E cosa dire poi di Dean Moriarty e Holden Caulfield, di Martin Eden e Zeno Cosini, di Jacopo Ortis e Sal Paradise? Cosa di Lucia Mondella, Lennie Small, Gregor Samsa, Leopold Bloom, Tom Sawyer e Robinson Crusoe? E poi Odisseo, Brunetto Latini, Dorian Gray, Philip Marlowe…
Shakespeare concludeva la sua opera dando alla realtà la medesima struttura dei sogni. Dante ne ha fatto Commedia. D.F. Wallace (“Il Re Pallido”) rende visibile, l’invisibile assenza del/nel quotidiano.
Certo, la letteratura è sempre metaletteraria, e c’è la tendenza (soprattutto qui in Europa) a far sì che quel ‘meta’ divori il resto e divenga ogni cosa. E anche la realtà è sempre metareale, soprattutto quando cominciamo a ragionarne.
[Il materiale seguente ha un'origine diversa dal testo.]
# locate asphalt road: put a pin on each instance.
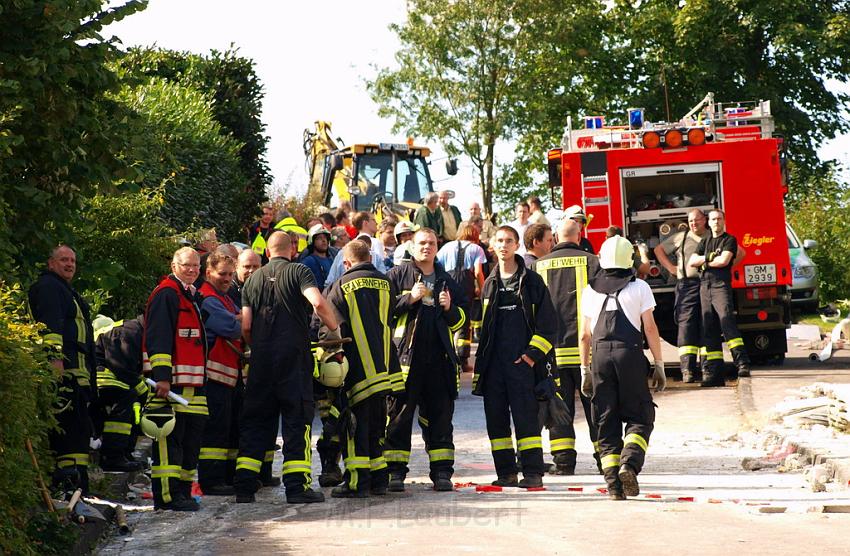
(695, 498)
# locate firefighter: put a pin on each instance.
(429, 309)
(565, 271)
(363, 297)
(277, 303)
(716, 255)
(686, 311)
(516, 337)
(57, 305)
(225, 383)
(175, 354)
(121, 390)
(614, 305)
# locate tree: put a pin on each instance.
(58, 129)
(473, 73)
(236, 94)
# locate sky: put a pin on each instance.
(313, 59)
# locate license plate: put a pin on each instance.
(755, 274)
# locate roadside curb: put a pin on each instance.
(838, 465)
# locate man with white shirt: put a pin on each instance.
(614, 304)
(521, 223)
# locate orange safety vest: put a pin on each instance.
(189, 357)
(223, 360)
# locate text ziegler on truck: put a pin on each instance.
(645, 177)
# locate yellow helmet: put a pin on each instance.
(332, 372)
(158, 423)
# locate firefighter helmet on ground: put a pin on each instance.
(158, 423)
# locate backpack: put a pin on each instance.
(464, 277)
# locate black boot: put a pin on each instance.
(506, 480)
(615, 487)
(628, 478)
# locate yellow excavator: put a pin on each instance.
(371, 176)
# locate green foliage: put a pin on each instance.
(231, 82)
(824, 219)
(25, 413)
(182, 149)
(57, 129)
(123, 247)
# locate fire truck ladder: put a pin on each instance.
(596, 192)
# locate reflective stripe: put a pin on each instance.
(557, 444)
(611, 460)
(213, 453)
(529, 443)
(497, 444)
(165, 472)
(296, 466)
(735, 342)
(688, 350)
(117, 427)
(633, 438)
(443, 454)
(160, 360)
(397, 456)
(54, 340)
(250, 464)
(541, 343)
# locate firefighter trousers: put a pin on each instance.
(328, 444)
(175, 460)
(272, 394)
(220, 443)
(436, 409)
(562, 438)
(70, 440)
(365, 466)
(621, 397)
(687, 313)
(509, 393)
(718, 318)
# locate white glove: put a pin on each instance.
(659, 379)
(586, 382)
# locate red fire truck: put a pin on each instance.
(644, 177)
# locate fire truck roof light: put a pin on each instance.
(651, 140)
(673, 138)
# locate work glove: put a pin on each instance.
(586, 382)
(659, 379)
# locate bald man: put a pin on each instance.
(277, 303)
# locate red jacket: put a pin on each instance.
(174, 341)
(223, 360)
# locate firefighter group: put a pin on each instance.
(371, 326)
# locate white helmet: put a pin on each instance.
(158, 423)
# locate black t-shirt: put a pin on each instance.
(291, 279)
(717, 245)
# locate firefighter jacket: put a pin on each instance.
(65, 313)
(224, 360)
(408, 314)
(118, 355)
(539, 314)
(364, 299)
(174, 342)
(565, 271)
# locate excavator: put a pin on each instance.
(383, 177)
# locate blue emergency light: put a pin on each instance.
(635, 118)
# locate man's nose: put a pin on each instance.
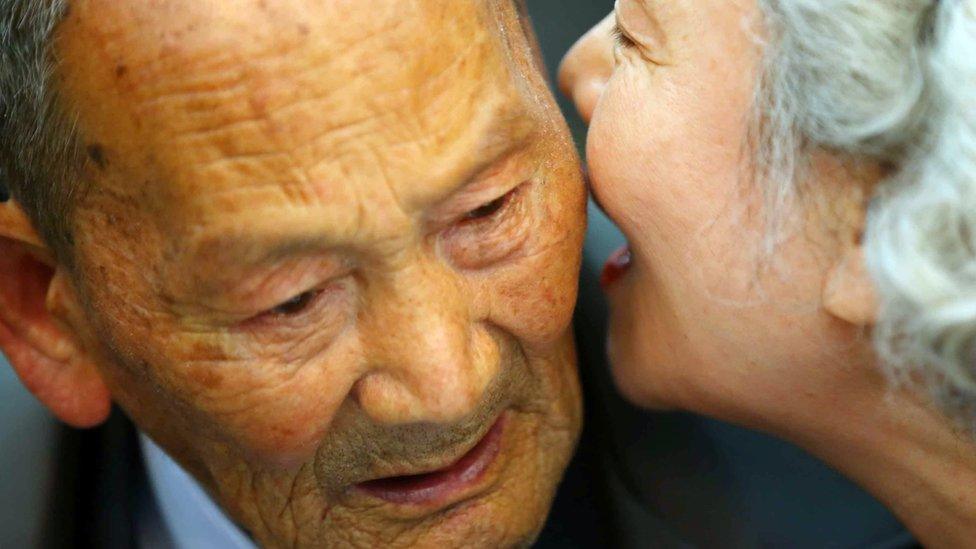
(587, 66)
(428, 361)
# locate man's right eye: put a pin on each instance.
(621, 39)
(292, 307)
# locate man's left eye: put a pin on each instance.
(489, 209)
(295, 305)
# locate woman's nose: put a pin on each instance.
(587, 67)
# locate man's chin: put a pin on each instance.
(505, 507)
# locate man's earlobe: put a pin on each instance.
(848, 291)
(42, 351)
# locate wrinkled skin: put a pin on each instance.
(705, 319)
(244, 154)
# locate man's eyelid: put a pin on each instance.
(488, 187)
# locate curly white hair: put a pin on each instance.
(893, 80)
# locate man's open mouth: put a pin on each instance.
(441, 484)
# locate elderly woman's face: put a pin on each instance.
(330, 259)
(700, 319)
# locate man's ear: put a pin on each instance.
(34, 296)
(848, 291)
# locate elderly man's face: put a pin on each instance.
(330, 257)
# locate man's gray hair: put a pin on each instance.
(39, 151)
(893, 80)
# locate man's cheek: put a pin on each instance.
(534, 300)
(271, 415)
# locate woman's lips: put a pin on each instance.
(615, 267)
(440, 485)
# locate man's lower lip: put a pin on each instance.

Ma mi chiedo se questa scienza esatta dei fantasmi non sia piuttosto l’unica arte capace di tenersene a distanza, e i suoi personaggi gli unici uomini, donne, bambini e animali in carne e ossa, e sangue e pelle e saliva e pensieri che davvero ci sono rimasti.
Mi chiedo (ecco, lo faccio, prima d’essere spazzato via dal fuoco incrociato a cui stupidamente mi sono appena esposto) se i personaggi della letteratura non siano l’unica cosa concreta che in fondo abbiamo.